The State Bank of Pakistan’s annual financial statement revealed that Pakistan has paid over Rs26 billion in interest to China as the country is using a $4.5 billion Chinese trade finance facility to repay maturing debt in the last fiscal year. The payment of the amount is solely due to the failure of the government to give a stern footing to the economy.

The State Bank of Pakistan (SBP) on Friday released its annual financial statement for the fiscal year 2020-21 that ended on June 30.

The report revealed that the central bank fully tapped the $4.5 billion-, or 30-billion-yuan, trade finance facility available under the China-Pakistan currency swap arrangement.

The financial statement said, “During the year, the overall limit of 20 billion yuan has been further extended to 30 billion yuan for a period of three years against the rupee with the maturity buckets of three months to one year. These purchases have been fully utilized as of June 30, 2021.”

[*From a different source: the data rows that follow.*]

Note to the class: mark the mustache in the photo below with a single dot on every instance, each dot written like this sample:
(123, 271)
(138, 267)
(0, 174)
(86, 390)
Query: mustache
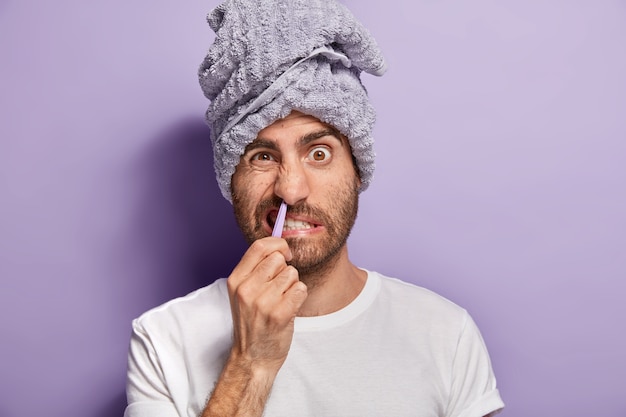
(302, 208)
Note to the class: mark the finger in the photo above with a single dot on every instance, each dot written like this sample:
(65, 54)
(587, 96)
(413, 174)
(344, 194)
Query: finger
(290, 303)
(258, 251)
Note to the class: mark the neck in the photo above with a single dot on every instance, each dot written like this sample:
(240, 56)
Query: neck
(332, 288)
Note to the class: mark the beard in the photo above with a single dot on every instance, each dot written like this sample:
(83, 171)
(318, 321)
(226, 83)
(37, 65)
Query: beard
(312, 255)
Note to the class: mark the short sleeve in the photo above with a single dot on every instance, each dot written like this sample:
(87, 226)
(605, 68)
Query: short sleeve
(473, 390)
(146, 390)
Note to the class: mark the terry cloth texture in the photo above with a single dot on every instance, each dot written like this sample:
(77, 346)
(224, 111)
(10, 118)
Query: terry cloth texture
(270, 57)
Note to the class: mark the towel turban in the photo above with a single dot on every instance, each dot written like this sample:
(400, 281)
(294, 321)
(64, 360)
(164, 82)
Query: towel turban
(270, 57)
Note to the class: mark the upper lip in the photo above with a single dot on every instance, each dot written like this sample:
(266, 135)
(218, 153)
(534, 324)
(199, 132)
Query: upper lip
(273, 213)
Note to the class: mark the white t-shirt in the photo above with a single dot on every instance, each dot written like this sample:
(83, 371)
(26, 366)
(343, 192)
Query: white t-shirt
(396, 350)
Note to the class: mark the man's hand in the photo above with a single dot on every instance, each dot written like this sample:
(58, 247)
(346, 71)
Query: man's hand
(265, 296)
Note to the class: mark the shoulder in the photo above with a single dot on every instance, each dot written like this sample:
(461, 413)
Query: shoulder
(413, 301)
(194, 310)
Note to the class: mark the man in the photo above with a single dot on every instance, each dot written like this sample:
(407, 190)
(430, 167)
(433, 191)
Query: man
(297, 329)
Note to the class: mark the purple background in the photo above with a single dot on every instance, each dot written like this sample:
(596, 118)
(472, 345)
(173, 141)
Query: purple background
(501, 167)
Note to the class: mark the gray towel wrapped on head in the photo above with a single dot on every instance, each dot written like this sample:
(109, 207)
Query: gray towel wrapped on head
(270, 57)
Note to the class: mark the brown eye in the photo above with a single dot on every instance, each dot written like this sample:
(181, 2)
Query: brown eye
(319, 154)
(262, 156)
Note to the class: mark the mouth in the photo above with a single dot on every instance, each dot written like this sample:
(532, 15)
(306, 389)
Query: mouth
(292, 223)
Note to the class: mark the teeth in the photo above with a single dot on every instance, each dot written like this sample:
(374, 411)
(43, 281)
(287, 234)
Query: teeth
(291, 224)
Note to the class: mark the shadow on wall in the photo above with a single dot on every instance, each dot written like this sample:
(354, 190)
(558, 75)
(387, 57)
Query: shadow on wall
(185, 225)
(183, 234)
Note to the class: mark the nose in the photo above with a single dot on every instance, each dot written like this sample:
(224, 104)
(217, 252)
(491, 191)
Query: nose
(292, 182)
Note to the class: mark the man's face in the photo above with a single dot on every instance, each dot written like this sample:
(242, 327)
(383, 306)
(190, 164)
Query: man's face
(309, 165)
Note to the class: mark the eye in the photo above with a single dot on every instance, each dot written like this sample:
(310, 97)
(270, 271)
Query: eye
(262, 157)
(320, 154)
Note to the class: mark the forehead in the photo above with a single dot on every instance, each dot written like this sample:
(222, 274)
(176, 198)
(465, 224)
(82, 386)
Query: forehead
(298, 126)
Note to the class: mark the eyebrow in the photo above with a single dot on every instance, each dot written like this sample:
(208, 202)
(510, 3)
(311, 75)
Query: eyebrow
(303, 141)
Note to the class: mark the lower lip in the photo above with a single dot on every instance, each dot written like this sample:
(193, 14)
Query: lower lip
(302, 232)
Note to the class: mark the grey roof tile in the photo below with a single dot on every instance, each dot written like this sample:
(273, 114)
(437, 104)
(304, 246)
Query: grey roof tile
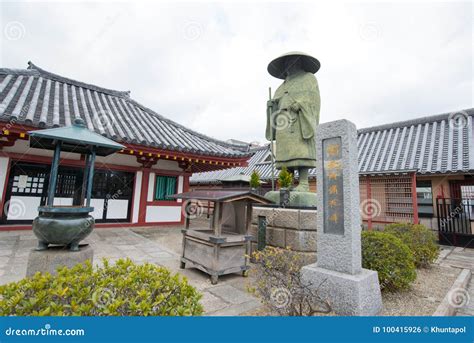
(38, 98)
(429, 145)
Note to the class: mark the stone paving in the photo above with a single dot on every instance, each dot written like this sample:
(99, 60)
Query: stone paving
(226, 298)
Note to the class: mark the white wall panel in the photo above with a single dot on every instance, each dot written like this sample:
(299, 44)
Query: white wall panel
(151, 187)
(3, 174)
(163, 214)
(23, 208)
(117, 209)
(180, 186)
(136, 198)
(63, 201)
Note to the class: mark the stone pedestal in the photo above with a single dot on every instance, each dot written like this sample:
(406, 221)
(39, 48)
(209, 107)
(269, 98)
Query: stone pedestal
(338, 274)
(293, 228)
(48, 261)
(349, 295)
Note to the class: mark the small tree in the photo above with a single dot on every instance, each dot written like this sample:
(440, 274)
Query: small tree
(285, 179)
(254, 180)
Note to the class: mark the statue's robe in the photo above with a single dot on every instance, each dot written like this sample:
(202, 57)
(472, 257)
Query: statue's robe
(294, 131)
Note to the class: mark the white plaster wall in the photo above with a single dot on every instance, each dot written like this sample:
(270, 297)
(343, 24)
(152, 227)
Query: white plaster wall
(3, 174)
(136, 198)
(63, 201)
(180, 186)
(163, 214)
(98, 205)
(22, 147)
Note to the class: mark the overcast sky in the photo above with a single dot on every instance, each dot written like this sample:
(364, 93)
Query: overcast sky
(204, 64)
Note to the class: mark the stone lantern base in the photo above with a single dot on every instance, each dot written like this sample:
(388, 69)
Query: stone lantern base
(48, 261)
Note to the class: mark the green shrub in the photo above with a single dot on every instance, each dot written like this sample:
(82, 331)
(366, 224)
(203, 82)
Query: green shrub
(285, 179)
(420, 240)
(390, 257)
(123, 289)
(279, 285)
(254, 179)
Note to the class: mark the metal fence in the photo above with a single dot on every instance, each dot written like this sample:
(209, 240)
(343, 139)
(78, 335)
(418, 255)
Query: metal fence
(387, 199)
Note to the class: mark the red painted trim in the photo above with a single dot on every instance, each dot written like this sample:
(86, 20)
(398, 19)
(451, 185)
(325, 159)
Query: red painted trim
(163, 203)
(97, 226)
(65, 162)
(143, 196)
(165, 172)
(133, 196)
(5, 186)
(186, 183)
(414, 199)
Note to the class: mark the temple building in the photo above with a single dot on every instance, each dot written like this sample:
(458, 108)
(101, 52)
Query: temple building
(131, 187)
(420, 171)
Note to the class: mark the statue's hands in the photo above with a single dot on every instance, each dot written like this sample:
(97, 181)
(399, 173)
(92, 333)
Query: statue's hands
(295, 107)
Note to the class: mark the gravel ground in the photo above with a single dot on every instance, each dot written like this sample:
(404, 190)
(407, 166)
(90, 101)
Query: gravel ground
(426, 293)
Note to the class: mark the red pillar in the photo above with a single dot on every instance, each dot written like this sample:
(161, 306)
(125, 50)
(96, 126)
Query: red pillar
(414, 198)
(143, 196)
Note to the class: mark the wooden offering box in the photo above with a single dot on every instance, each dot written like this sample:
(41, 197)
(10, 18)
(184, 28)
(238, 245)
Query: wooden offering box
(222, 247)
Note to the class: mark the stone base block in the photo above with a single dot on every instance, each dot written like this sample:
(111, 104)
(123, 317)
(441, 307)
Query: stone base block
(348, 295)
(297, 199)
(53, 258)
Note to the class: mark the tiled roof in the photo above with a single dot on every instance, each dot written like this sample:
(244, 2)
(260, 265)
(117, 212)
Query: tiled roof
(38, 98)
(441, 144)
(259, 155)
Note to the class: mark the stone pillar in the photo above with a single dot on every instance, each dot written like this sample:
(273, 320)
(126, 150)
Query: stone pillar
(338, 274)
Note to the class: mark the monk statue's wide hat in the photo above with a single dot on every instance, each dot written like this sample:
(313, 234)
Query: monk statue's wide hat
(278, 66)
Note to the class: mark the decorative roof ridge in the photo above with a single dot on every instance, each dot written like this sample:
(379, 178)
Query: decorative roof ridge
(56, 77)
(12, 71)
(416, 121)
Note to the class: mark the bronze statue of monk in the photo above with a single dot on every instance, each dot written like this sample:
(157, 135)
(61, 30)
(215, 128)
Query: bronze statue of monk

It added that Rs26.1 billion interest was charged on the outstanding balance at agreed rates.

In rupee terms, the bilateral currency swap value increased from Rs476.6 billion in the preceding year to Rs748.5 billion by June this year – an increase of Rs272 billion in a single year, according to the central bank.

The SBP said that the interest-bearing component out of the Rs748.5 billion was Rs731 billion.

The use of Chinese trade finance facility

Pakistan largely utilized the Chinese trade finance facility to repay foreign debt and keep its gross foreign currency reserves at comfortable levels.

The $4.5 billion facilities are part of the SBP’s $17.1 billion in gross official foreign exchange reserves. China has also extended $4 billion worth of SAFE deposits, which are also part of the $17.1 billion reserves.

The trade facility, originally meant to promote bilateral trade in respective local currencies, has been used for paying foreign debt. In the fiscal year 2019-20, Pakistan paid Rs20.6 billion in interest on using the $3 billion facilities.

However, during the last fiscal year, the Chinese currency swap limit was extended to $4.5 billion after Pakistan approached China to help it repay the maturing Saudi Arabian debt.

In December last year, it was reported that Pakistan and China had agreed to augment the size of a 2011 bilateral currency swap agreement (CSA) by an additional 10 billion Chinese yuan or around $1.5 billion.

The benefit of this arrangement was that the additional $1.5 billion Chinese loans would not reflect on the books of the federal government and it would not be treated as part of Pakistan’s external public debt.

Saudi Arabia had provided $6.2 billion worth of financial packages to Pakistan for three years in 2018. This included $3 billion in cash assistance and $3.2 billion worth of annual oil and gas supply on deferred payments.

But the Kingdom had claimed back its money ahead of schedule. Pakistan was paying 3.2% interest on the $3 billion facilities, according to the information that the Ministry of Finance shared with the National Assembly.

Pakistan had returned the Saudi Arabian loan after taking an equal amount of loan from China.

Saudi Arabia has now again extended a $4.2 billion financial package for one year on the same terms, Finance Adviser Shaukat Tarin said on Wednesday.

The Pakistan Tehreek-e-Insaf (PTI) government, like its predecessors, has failed to tap non-debt creating inflows, which has exposed the country to various risks. The exports are growing at a pace that is far lower than the imports while the foreign direct investment also remained stagnant for the past three years. The foreign remittances were the only non-debt creating source that was exceptionally growing well.

The existing $17 billion worth of official foreign currency reserves has largely been built through borrowing, including from private commercial banks.

The government has not been able to get the suspended $6 billion IMF program restored. The IMF and Pakistan were sticking to their positions however the fresh Saudi Arabian package of $4.2 billion has provided relief, reversing rupee depreciation by Rs3.7 to a dollar in just three days.

However, the sustainability of the rupee against the US dollar would depend upon whether the government finds some durable solution to its external sector problems or not.

The delay in restoring the IMF program could undermine program loans from the other two multilateral creditors, which were critical for maintaining the borrowed foreign exchange reserves at their current levels.

The SBP’s report stated that a bilateral currency swap agreement (CSA) was entered between the Bank and the Peoples Bank of China in December 2011 in order to promote bilateral trade, finance direct investment, provide short term liquidity support and for any other purpose mutually agreed between the two central banks.